One of the new residents is the Red Room Company, a not-for-profit that works to create, promote, publish, exhibit and encourage poetry and poetry-events in unusual ways. Unusual, in the sense that the imperative is to locate poetry where it ordinarily is not located. Poetry is a practice that involves framing or reading a particular text or occasion 'as' poetry, and so, part of the Red Room's thrust is to facilitate community and inter-community events in which poetry is used as a meaningful frame. The very act of defining, 'I am reading this experience as a poetic experience' recommends that certain things be noticed and noted. Language, rhythm, tone, speed, mouth and ear and fingers, logics.
Red Room are temporary tenants of 77 George Street, a former puppet factory and gambling den. The site has four rooms: an artist's studio, cinema room, exhibition space/reading room, and an office. Artist Miriam Chatt designed the space, and skill is inscribed in every object and detail. Red Room are calling the space the Clubhouse, and are inviting any group, society or cadre to set up for a meeting, reading, exhibition, presentation... anything, as long as it is includes the thinking-about or practice-of poetry. The artist studio, occupied by Chatt in June and currently housing Donna Page, will be available for month-long residencies. The idea is that the space be used as a genuinely collective zone for doing-things. And for many Sydney poets and artists, a space to meet, labour and collaborate is a tough find, especially for projects that are self-funded or squeezed between day-jobs.

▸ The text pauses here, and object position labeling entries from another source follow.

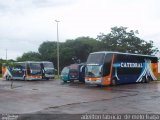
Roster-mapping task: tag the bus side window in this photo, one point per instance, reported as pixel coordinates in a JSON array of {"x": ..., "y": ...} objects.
[{"x": 107, "y": 64}]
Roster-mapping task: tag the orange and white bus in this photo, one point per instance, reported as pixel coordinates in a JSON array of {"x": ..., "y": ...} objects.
[{"x": 112, "y": 68}]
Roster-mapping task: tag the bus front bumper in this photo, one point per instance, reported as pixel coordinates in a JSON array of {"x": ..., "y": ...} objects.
[{"x": 93, "y": 82}]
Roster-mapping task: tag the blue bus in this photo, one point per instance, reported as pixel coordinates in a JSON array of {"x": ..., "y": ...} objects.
[{"x": 28, "y": 70}]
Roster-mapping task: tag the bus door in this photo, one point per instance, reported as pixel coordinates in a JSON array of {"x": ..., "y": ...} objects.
[{"x": 18, "y": 72}]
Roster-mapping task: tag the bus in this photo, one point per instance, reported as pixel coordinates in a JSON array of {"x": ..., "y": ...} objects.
[
  {"x": 73, "y": 72},
  {"x": 47, "y": 70},
  {"x": 28, "y": 70},
  {"x": 112, "y": 68}
]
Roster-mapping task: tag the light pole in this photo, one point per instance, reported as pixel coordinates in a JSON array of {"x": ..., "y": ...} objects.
[
  {"x": 57, "y": 48},
  {"x": 6, "y": 54}
]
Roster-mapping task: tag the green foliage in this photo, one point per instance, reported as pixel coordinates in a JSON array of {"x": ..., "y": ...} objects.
[
  {"x": 30, "y": 56},
  {"x": 119, "y": 39}
]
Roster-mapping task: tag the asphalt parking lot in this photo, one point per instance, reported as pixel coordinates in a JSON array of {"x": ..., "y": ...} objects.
[{"x": 54, "y": 97}]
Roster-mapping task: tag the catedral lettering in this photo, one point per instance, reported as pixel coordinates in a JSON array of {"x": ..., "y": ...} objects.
[
  {"x": 132, "y": 65},
  {"x": 112, "y": 68}
]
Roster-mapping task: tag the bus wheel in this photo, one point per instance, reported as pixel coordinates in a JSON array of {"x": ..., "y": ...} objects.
[
  {"x": 143, "y": 80},
  {"x": 148, "y": 80},
  {"x": 114, "y": 82}
]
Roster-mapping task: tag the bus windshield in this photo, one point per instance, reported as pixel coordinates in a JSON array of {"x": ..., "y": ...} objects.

What kind of 'urban renewal' does the Pop-Up Project want? If the aim is to revitalise the commercial district in The Rocks, the plan won't work, because short-term residencies won't fix tourist economies. And this is a good thing, because artists should not be expected to do so. They should, of course, be free to use any vacant space at any time, like every other community. The first step is to archive poems in the sandstone, which has always been the archive, anyway.